Data from: A new method for handling missing species in diversification analysis applicable to randomly or non-randomly sampled phylogenies
Data files
Jan 06, 2012 version files 20.03 KB
Abstract
Chronograms from molecular dating are increasingly being used to infer rates of diversification and their change over time. A major limitation in such analyses is incomplete species sampling that moreover is usually non-random. While the widely used γ statistic with the MCCR test or the birth-death likelihood analysis with the ∆AICrc test statistic are appropriate for comparing the fit of different diversification models in phylogenies with random species sampling, no objective, automated method has been developed for fitting diversification models to non-randomly sampled phylogenies.
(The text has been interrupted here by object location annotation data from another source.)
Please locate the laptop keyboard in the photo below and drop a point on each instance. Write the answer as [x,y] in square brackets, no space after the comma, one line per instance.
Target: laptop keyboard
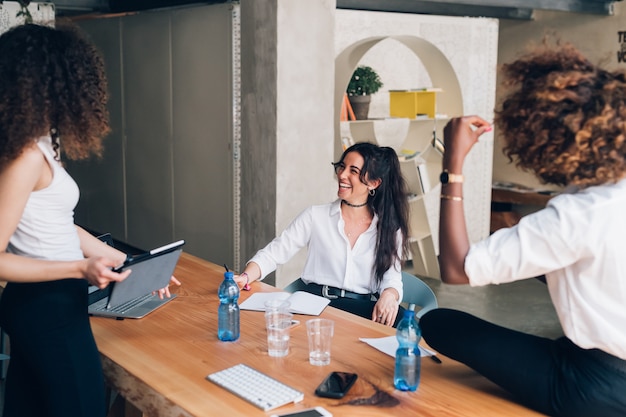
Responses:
[255,387]
[123,308]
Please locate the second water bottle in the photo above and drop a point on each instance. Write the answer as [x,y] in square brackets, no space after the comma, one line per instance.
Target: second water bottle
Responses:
[228,311]
[408,359]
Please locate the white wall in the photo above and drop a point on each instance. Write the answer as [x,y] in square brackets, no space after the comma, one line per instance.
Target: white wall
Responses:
[305,64]
[407,57]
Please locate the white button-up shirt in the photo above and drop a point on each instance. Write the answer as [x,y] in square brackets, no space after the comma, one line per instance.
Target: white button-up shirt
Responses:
[577,241]
[330,259]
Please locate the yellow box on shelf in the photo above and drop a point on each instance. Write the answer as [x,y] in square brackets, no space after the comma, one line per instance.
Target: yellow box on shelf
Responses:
[411,103]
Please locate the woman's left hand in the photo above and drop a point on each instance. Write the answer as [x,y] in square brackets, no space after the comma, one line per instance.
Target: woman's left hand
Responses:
[386,309]
[165,292]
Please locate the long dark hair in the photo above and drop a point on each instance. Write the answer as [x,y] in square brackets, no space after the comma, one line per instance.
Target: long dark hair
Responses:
[52,82]
[389,202]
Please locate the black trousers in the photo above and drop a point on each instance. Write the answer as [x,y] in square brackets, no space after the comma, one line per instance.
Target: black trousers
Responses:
[554,377]
[55,368]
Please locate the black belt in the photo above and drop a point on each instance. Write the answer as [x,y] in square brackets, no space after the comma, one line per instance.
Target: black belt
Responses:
[332,292]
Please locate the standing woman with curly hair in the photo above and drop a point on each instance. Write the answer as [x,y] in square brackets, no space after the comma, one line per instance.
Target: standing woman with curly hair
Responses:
[564,120]
[52,90]
[356,243]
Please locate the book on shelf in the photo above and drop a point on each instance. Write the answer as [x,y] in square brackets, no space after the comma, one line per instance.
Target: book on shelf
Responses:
[301,302]
[406,154]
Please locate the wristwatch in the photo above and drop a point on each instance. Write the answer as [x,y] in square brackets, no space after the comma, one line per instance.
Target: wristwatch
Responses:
[448,178]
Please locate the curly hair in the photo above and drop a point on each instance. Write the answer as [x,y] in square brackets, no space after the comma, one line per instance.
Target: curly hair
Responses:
[565,118]
[389,202]
[52,82]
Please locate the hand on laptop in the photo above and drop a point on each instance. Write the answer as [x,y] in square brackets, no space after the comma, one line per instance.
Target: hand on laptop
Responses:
[98,271]
[166,291]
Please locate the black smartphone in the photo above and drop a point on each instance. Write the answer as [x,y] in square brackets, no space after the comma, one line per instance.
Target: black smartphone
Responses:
[336,385]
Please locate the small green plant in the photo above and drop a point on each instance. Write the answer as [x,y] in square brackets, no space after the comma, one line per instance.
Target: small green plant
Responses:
[364,81]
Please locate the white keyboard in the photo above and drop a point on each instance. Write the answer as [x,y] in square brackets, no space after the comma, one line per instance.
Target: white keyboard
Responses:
[255,387]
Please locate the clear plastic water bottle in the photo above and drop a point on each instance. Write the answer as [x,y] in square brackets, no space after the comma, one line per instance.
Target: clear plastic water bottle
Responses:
[408,360]
[228,311]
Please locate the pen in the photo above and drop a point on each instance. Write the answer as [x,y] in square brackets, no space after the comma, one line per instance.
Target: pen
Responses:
[435,358]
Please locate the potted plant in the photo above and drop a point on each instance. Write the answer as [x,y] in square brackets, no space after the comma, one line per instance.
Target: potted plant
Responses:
[363,83]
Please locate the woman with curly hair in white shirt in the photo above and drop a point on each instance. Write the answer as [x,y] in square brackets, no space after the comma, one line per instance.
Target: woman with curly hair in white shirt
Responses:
[564,120]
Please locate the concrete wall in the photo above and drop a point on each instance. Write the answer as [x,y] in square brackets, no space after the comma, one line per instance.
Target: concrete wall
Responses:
[287,118]
[598,37]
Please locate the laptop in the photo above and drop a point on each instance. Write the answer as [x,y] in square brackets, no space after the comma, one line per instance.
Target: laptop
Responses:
[133,298]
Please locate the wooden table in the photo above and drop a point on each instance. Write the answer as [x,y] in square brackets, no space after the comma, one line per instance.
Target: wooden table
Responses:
[159,363]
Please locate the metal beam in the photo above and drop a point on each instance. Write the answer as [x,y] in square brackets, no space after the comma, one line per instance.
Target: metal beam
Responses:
[503,9]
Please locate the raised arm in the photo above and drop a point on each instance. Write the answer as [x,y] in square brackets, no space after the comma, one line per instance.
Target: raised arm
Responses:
[460,134]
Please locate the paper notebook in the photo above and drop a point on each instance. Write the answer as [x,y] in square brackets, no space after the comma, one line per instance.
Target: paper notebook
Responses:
[301,302]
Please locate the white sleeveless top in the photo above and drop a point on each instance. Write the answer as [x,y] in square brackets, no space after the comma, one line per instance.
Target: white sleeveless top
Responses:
[46,229]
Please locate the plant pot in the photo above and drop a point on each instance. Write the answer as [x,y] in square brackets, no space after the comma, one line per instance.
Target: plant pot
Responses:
[360,106]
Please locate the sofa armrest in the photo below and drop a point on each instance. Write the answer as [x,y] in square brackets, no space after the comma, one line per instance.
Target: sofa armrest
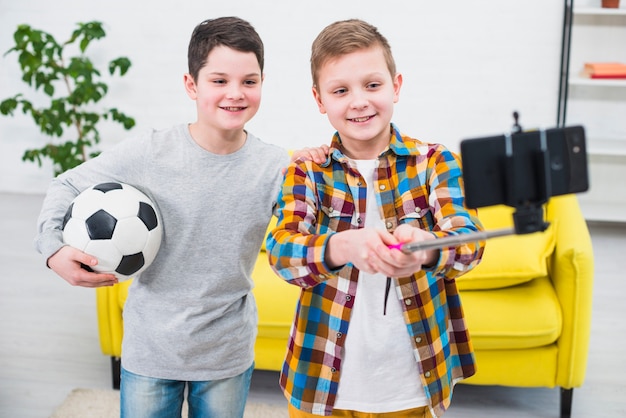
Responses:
[572,271]
[109,304]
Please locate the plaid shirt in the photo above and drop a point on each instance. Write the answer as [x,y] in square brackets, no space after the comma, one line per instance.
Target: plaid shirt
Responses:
[416,183]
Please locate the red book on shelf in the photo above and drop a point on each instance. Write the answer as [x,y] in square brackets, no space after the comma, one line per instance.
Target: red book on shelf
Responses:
[605,70]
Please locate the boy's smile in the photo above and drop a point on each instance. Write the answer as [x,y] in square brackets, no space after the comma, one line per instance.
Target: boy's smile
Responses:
[357,92]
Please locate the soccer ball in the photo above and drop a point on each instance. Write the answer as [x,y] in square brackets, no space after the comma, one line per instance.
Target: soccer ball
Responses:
[117,224]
Here we introduce a novel approach, CorSiM, which involves simulating missing splits under a constant-rate birth-death model and allows the user to specify whether species sampling in the phylogeny being analyzed is random or non-random. The completed trees can be used in subsequent model-fitting analyses. This is fundamentally different from previous diversification rate estimation methods, which were based on null distributions derived from the incomplete trees. CorSiM is automated in an R package and can easily be applied to large data sets. We illustrate the approach in two Araceae clades, one with a random species sampling of 52% and one with a non-random sampling of 55%. In the latter clade, the CorSiM approach detects and quantifies an increase in diversification rate while classic approaches prefer a constant rate model, whereas in the former clade, results do not differ among methods (as indeed expected since the classic approaches are valid only for randomly sampled phylogenies). The CorSiM method greatly reduces the type I error in diversification analysis, but type II error remains a methodological problem.